In their review published January 12, 2016, in the Annals of Thoracic Surgery, the researchers note that 1 study of 9,284 patients found just over one-third of patients were taking a statin in the year leading up to the CABG while another found statins were used in less than 10% of patients on the day of CABG surgery. These results are in line with other data suggesting statins remain underused even in patients with established CAD, despite the current American College of Cardiology/American Heart Association guidelines recommending statins for the treatment of coronary disease. 

Regarding A-fib, the reviewers highlight the ARMYDA-3 study, a 200-patient trial showing the use of atorvastatin 40 mg prescribed 7 days prior to surgery reduced the risk of postoperative A-fib by 61%. Trials testing rosuvastatin (Crestor; AstraZeneca) were mixed, with 1 small trial showing a reduction in A-fib with rosuvastatin 20 mg and another large study, the 1,922-patient STICS trial, failing to show a benefit. Elgendy said either rosuvastatin doesn’t reduce A-fib, or patients didn’t get the drug in time before surgery. In STICS, statin loading took place 8 days before surgery compared with other trials that utilized a 14- or 21-day run-in. 
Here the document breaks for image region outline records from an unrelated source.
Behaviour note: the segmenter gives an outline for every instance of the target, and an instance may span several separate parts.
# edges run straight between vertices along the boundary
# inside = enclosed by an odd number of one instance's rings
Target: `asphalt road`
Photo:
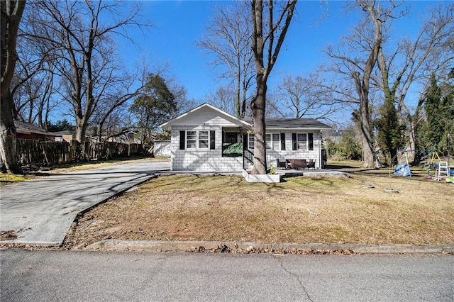
[[[0,188],[0,230],[8,243],[60,245],[79,212],[156,174],[169,162],[138,162],[54,174]]]
[[[0,250],[1,301],[453,301],[452,255]]]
In a meta-analysis of 12 randomized, placebo-controlled trials that was conducted by Elgendy and published in 2015 in the American Journal of Cardiology, starting statins before surgery was associated with a 58% lower risk of postoperative A-fib. Although the meta-analysis included STICS, Elgendy said the A-fib benefit was mostly seen in trials testing atorvastatin 20 mg or 40 mg. 

In addition to reducing the risk of A-fib, the data hints at a mortality benefit with the perioperative use of statin therapy. Multiple single-center observational studies showed the use of statins reduced the risk of mortality post-CABG, with estimates ranging from a 43% reduction in in-hospital mortality in 1 analysis to a 47% reduction in early mortality after CABG in another. Analysis of 16,000 patients included in a European registry found that preoperative statin use was the only medication associated with a reduction in postoperative mortality, a reduction not seen with other medications, including beta blockers and ACE inhibitors, report investigators.

To TCTMD, Elgendy said the guidelines make no reference to stopping statins prior to CABG but, even so, surgeons will stop the drugs out of potential concerns for muscle spasm or rhabdomyolysis after the procedure. However, he believes the data are sufficiently strong enough for physicians to continue with the medication. “If the patient is on a statin, we would recommend they continue taking it before and after the procedure,” said Elgendy. “If they’re not on a statin, and they’re going for the surgery, we would also recommend they start it.”

As for the benefits of statins beyond CABG, Elgendy said there are data suggesting that statin preloading could reduce the risk of periprocedural MI in PCI but emphasized that the current analysis did not specifically address this question. In their review, the researchers did not find statin therapy reduced the risk of MI after CABG, nor did the drugs appear to provide any protection to the kidney. The reviewers did observe a reduction in postoperative stroke/TIA with statins, but the benefit may be attributable to the reduction in postoperative A-fib, they say.  


Source:
Barakat AF, Saad M, Abuzaid A, et al. Perioperative statin therapy for patients undergoing coronary artery bypass grafting. Ann Thorac Surg. 2016;Epub ahead of print. 

Disclosures:

  • Elgendy reports no conflicts of interest.